By Brian D. O’Keefe and Anne C. Lipp, Lippitt O’Keefe Gornbein, PLLC
This June, in Obergefell v. Hodges, 576 U.S. ____ (2015), the U.S. Supreme Court ruled that same-sex marriage bans were unconstitutional, overturning state bans on same-sex marriage, including Michigan’s. This article provides practical interim guidance until the Michigan Law Revision Commission recommends revisions to Michigan statutes and our Legislature enacts corresponding legislation.
Michigan is the only state providing dower rights exclusively to widows. As a result of the confusion that will likely occur in applying the Dower Statute (MCL § 558.1) to same-sex marriages, the Legislature should modify or abolish this statute.
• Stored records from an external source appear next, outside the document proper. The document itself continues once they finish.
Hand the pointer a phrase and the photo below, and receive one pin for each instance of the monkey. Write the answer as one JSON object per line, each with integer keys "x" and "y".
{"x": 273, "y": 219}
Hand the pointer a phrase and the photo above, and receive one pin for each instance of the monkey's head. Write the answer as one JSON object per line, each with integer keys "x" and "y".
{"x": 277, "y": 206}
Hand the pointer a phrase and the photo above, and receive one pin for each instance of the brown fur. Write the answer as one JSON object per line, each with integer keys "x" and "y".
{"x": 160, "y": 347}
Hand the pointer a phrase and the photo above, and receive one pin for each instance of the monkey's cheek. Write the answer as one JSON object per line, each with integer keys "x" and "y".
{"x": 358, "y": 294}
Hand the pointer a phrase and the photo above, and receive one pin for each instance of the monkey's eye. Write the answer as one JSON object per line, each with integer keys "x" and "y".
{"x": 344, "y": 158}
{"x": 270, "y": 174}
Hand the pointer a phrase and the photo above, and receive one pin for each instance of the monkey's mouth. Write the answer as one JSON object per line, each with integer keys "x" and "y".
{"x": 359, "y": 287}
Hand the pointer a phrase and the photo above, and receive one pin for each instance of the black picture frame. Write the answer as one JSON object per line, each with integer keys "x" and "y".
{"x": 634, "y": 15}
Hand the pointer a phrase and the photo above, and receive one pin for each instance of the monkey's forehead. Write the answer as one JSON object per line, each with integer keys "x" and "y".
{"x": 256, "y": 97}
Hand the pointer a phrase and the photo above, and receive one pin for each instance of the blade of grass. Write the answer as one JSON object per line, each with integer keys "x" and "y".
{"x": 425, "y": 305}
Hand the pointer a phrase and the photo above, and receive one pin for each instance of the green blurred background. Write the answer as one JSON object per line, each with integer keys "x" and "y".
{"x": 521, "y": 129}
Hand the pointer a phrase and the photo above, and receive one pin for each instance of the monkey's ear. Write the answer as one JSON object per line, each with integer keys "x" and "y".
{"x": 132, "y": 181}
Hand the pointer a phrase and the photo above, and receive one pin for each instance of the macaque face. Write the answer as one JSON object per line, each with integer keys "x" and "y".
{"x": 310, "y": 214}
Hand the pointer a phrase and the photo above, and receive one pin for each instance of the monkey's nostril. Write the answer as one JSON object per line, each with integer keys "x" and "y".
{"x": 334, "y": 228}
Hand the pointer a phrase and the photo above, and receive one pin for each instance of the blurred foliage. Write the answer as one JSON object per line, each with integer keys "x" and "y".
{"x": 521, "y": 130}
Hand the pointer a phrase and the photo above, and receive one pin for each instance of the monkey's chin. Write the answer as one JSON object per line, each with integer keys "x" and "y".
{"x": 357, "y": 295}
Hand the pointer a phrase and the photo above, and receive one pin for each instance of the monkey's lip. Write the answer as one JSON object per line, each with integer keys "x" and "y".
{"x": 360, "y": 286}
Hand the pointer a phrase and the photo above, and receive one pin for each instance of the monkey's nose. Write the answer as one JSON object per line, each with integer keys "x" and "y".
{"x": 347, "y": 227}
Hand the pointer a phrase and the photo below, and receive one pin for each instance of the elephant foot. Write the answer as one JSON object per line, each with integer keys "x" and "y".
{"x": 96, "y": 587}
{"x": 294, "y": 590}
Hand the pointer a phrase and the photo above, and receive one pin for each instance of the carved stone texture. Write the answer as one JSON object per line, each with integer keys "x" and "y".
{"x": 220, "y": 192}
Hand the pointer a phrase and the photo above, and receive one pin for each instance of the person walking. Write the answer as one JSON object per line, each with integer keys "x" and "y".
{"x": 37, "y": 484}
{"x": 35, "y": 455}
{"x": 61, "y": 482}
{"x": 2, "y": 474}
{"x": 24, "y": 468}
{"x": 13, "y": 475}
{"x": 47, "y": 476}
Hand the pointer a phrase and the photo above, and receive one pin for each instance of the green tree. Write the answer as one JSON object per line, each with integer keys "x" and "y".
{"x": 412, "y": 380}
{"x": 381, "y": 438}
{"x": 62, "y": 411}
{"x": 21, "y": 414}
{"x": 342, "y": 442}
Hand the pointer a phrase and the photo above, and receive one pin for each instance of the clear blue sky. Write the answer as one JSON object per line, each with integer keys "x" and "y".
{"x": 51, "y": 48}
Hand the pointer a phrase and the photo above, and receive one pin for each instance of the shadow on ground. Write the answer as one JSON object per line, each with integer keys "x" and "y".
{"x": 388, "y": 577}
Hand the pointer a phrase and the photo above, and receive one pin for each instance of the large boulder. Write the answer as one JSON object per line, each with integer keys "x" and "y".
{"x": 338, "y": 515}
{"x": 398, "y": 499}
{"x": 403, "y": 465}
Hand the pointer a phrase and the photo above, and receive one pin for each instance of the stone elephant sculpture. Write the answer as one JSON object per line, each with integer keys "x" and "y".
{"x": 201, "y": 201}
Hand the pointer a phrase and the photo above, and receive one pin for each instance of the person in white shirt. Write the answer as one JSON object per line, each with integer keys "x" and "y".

In the meantime, whenever any couple, heterosexual or same-sex, is acquiring an interest in real property, counsel should advise that, if each member of the couple wishes to hold an interest, both should be named as grantees on the deed.
Deeds & Land Contracts
Michigan law currently requires that contracts transferring or mortgaging real estate state the marital status of any male grantors (due to the Dower Statute) but not female grantors. MCL § 565.221. In light of the uncertainty in applying Michigan’s Dower Statute to same-sex couples, all deeds and contracts should state the marital status of all grantors, regardless of gender.
Tenants by the Entirety
A married couple is presumed to take property as tenants by the entirety (Butler v. Butler, 122 Mich. App. 361 (1983)), which status confers special benefits. Until the Legislature acts to remove doubts about these title issues, however, counsel for same-sex married clients should advise the couple as to the pros and cons of taking title as tenants by the entirety or tenants in common (or other form), and the form of title chosen should be unambiguously specified on the deed.